I finally got around to writing up some thoughts on @safe borrowing and ownership in D. I didn't spend nearly enough time on this post, so the details of this proposal might not be optimal yet, and it is likely to miss a few details. The TLDR is that `scope` pointers and built-in references should behave like Rust borrowed pointers. (Except lifetimes will be tracked through function calls and data structures a lot less precisely, at least initially.) The meaning of `T*` should not change from what it is today.

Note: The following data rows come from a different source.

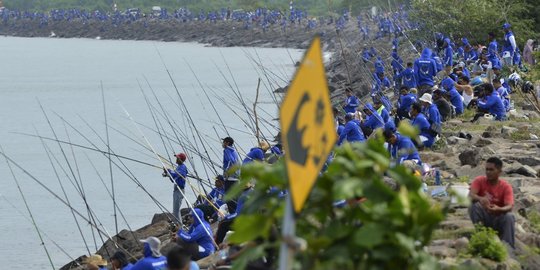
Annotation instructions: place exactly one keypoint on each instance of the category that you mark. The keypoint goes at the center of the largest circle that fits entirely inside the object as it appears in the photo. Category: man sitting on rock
(153, 260)
(492, 201)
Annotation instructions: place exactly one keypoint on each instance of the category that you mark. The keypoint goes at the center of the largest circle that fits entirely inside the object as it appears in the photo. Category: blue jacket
(216, 196)
(432, 114)
(397, 63)
(129, 266)
(423, 125)
(493, 47)
(351, 133)
(149, 262)
(471, 55)
(507, 45)
(404, 149)
(230, 159)
(239, 204)
(409, 78)
(352, 104)
(425, 68)
(255, 154)
(379, 66)
(494, 105)
(406, 101)
(180, 177)
(448, 54)
(438, 61)
(455, 97)
(503, 93)
(198, 234)
(384, 114)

First, note that even though there is a lot of confusion around this, `@safe` is currently not inherently broken. It provides memory safety (modulo implementation bugs in the compiler). The problem we want to solve is that @safe code does not support exposing direct references into the guts of data structures that use memory management schemes other than tracing GC. @trusted is currently broken, however (see further below in this post).


Basic assumptions:
- We want to start with simple rules that ensure memory safety of slightly more expressive @safe code instead of comprehensive ones that ensure both safety and very high expressiveness. (I have more ambitious ideas than what I discuss here, but I doubt those are realistic for D right now.)
- With DIP 1021 accepted, `scope` is headed to mean controlled lifetime without mutable aliasing. (`ref` implies `scope`).
- Tracing GC is a successful way to write @safe programs and should be continued to be supported as an option.

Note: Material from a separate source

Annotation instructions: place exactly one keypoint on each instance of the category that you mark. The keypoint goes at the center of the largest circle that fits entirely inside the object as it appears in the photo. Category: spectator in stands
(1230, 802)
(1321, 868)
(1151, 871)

In particular, @live is a dead end, because:
- It either provides no guarantees or it breaks memory safety of @safe code.
- It wants to change the meaning of `T*` based on a function attribute.
- It breaks D programs that want to use the GC.

The next steps should instead be roughly as follows:

Clarify the meaning of `T*` in impure `@safe` code:

- A non-`scope` built-in pointer in impure `@safe` code points to a value whose lifetime (e.g. a GC pointer or a pointer into the data segment) and unrestricted aliasing. The same holds true for non-`scope` class references. This is true today, but should be explicitly stated in the language specification to prevent confusion.

- In @system code, `T*` is a pointer with arbitrary lifetime, and @trusted code needs to ensure @safe code cannot access a `T*` whose lifetime may be less than the last possible time that @safe code might access the pointer.

Improve `@trusted`:

- The problem with `@trusted` is that it has no defense against `@safe` code destroying its invariants or accessing raw pointers that are only meant to be manipulated by `@trusted` code. There should therefore be a way to mark data as `@trusted` (or equivalent), such that `@safe` code can not access it.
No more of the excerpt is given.